Friday 8 July 2016

City of the Iron Fish

(June 2016)




Gothic New Weird with a healthy dollop of bildungsroman and one of the most gratingly pretentious protagonists I’ve encountered since Catcher in the Rye. In fact, I’m not even sure it is a bildungsroman, but there’s such a strong connection in my mind between the annoyance I feel for both Holden Caulfield and Thomas Kemp, the narrator of this book, that maybe I’m just collapsing them both in to each other.

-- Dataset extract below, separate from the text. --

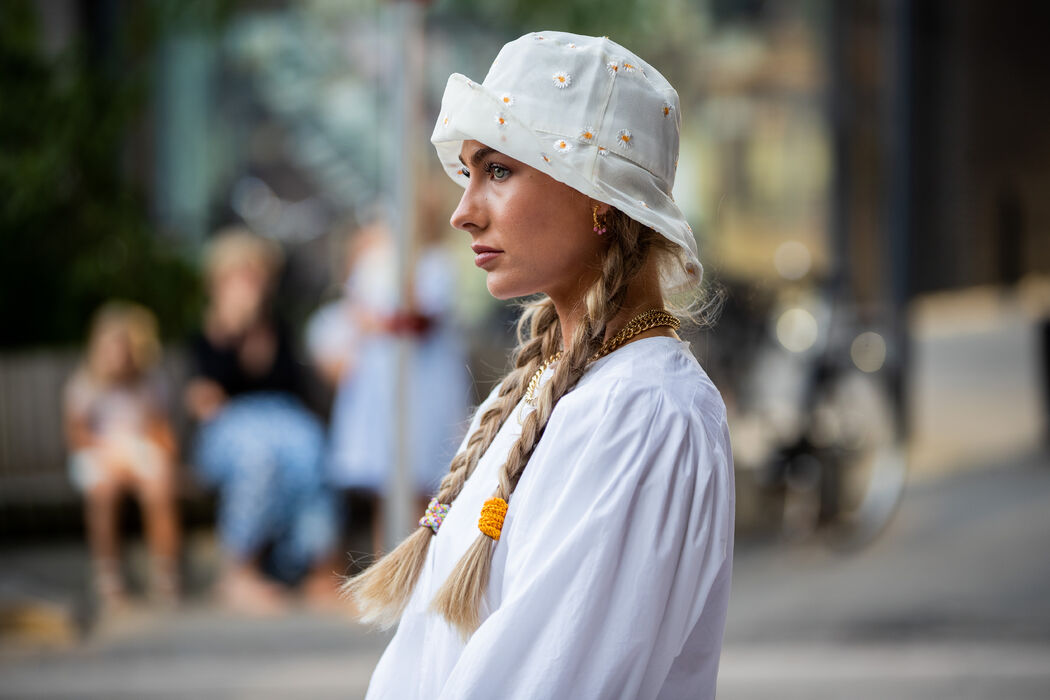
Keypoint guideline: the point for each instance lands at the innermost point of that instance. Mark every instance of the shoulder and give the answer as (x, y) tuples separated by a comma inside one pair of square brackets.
[(650, 411), (656, 378)]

The other book I couldn’t help but think of when reading this was The Picture of Dorian Grey, as there’s something very Wildean about both Kemp’s descent into self-hating debauchery and the books wider concern with the intersections of truth and fiction, ugliness and beauty, and thus, by extension, art. The metafiction here is, I think, about how we write out worlds, or at least how art places boundaries on that which it engages. Dolls and borders are recurring themes, and an Opera house, with its bounded stage, is one of the principal locations. The characters are constantly, and often literally, exploring the boundaries between the constructed and the real, and it all makes a kind of sense so that were I in a better (and/or more pretentious, natch) state of mind, it would be hugely enjoyable to pick apart further. Right now, however, I’m still reeling from my country of birth’s decision to tear itself apart for no good reason whatsoever, and the resonances of how we create our worlds through fiction are just a little too close to home.


1 comment:

  1. Why can't the book be as good as the cover?? I don't know if I'd be able to stick with this one, though it sounds like it touches on some topics I'm interested in. Also so sorry about your ol country. It's a very alarming shame.